Le siècle de l'illustration

<it>Clarissa Harlowe</it> - crédits : Hulton Archive/ Getty Images

Clarissa Harlowe

Bien qu'elle soit issue de modèles anglais offerts par la presse et le livre, c'est en France que l'illustration a trouvé son plein essor au point de devenir momentanément un art majeur. Favorisé par la rencontre de l'écrivain et de l'artiste que suppose le cénacle romantique, cet essor remarquable découle aussi de l'importance accrue du monde des éditeurs : en effet, l'illustration est une lecture du texte qui a pour fonction principale d'adapter l'écrit au lecteur visé afin d'élargir le public de l'imprimé.

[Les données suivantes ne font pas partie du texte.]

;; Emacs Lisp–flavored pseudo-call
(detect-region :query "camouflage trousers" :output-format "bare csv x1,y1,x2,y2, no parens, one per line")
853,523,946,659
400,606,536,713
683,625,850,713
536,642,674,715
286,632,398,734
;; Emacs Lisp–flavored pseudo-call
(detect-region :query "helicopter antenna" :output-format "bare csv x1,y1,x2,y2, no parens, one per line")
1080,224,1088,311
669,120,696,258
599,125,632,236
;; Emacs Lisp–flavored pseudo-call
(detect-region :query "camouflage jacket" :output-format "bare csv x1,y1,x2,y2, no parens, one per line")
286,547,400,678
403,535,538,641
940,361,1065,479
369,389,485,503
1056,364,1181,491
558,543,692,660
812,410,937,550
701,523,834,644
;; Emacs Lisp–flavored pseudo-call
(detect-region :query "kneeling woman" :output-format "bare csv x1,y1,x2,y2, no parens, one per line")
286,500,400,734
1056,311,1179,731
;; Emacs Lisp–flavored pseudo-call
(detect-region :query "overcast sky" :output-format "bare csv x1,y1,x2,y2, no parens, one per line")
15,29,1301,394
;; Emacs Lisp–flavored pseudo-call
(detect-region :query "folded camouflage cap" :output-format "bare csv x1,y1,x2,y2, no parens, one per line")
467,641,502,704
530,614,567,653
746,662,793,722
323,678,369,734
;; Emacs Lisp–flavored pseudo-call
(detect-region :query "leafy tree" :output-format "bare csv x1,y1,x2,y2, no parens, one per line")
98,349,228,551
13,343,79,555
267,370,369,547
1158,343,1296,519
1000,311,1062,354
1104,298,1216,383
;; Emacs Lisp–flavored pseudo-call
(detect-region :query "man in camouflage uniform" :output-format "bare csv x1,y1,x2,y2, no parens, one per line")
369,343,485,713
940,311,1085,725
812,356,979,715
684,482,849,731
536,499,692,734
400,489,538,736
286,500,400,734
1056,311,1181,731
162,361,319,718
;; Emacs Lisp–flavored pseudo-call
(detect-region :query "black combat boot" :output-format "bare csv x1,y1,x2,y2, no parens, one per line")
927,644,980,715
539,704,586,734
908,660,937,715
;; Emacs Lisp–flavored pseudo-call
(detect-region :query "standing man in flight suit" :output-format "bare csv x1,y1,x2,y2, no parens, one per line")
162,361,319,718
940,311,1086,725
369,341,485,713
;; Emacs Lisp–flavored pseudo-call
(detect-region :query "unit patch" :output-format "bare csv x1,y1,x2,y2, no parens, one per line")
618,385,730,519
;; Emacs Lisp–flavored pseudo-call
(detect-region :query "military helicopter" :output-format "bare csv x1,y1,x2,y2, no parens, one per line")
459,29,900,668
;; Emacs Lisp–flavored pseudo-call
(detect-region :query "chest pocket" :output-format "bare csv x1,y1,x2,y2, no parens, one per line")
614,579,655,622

Au xixe siècle, la grande période de l'illustration se déploie en France entre 1830 et 1875 environ, après s'être annoncée sous la Restauration ; elle s'est manifestée de manières différentes, par étapes successives, et à travers des genres variés, liés aux publics visés par l'éditeur. Elle relève de la phase de croissance de l' imprimé, subordonnée à l'alphabétisation massive, qui coïncide avec l'avènement de l'image, d'autant plus que les perfectionnements techniques, l'accroissement des tirages ont permis de diminuer les prix de vente : malgré la prophétie de Victor Hugo, qui est celle de la « galaxie Gutenberg » et du « sacre de l'écrivain », le texte ne tuera pas l'image ni l'imprimé l'architecture, ceci ne tuera pas cela (Notre-Dame de Paris, chapitre ajouté en 1832) !

Finement gravée sur bois de bout, la vignette imite le croquis à la plume, et son « griffonnis » flotte sur l'espace de la page imprimée où elle prend place à l'intérieur de la justification. D'abord réservée à cette « entrée » du livre qu'est la couverture ou la page de titre, elle s'immisce par la suite dans le cours du texte dont elle devient l'incessant contrepoint.

La vignette-frontispice

L'étape de la vignette-frontispice, dont Asselineau et Champfleury furent les premiers historiens, s'annonce chez Achille Devéria, Henri Monnier, Louis Boulanger et Tony Johannot à la fin des années 1820 et s'impose entre 1830 et 1835, avec un sommet en 1832 et 1833. Elle est l'apanage presque exclusif de Tony Johannot, inséparable du graveur Henri-Désiré Porret. Le public, au dire des contemporains, s'arrache ces vignettes : « nous voulons des vignettes, le libraire veut des vignettes, le public veut des vignettes » (Edouard Thierry, préface de Sous les rideaux, 1832). Celles-ci deviennent une nécessité pour lancer les nouveautés littéraires de Gustave Drouineau, du vicomte d'Arlincourt, de Régnier-Destourbet, d'Eugène Sue, de Jules Janin ou d'Alphonse Karr, mais aussi de Vigny, Balzac ou Victor Hugo : drames, poésies romantiques et, plus que tout, romans, qu'elles font lire dans les cabinets de lecture. Semblables à l'enseigne, elles se rendent inséparables du titre du livre qu'elles représentent : « ces vignettes, pour lesquelles on choisissait toujours la scène la plus horrible du drame ou du roman, sont comme les armes parlantes du romantisme » (Adolphe Jullien, Le Romantisme et l'éditeur Renduel, 1897) ; dans L'Artiste, comptes rendus et annonces reproduisent les vignettes et les commentent, à tel point que l'image, à l'instar du titre, connaît une diffusion plus large que le livre lui-même !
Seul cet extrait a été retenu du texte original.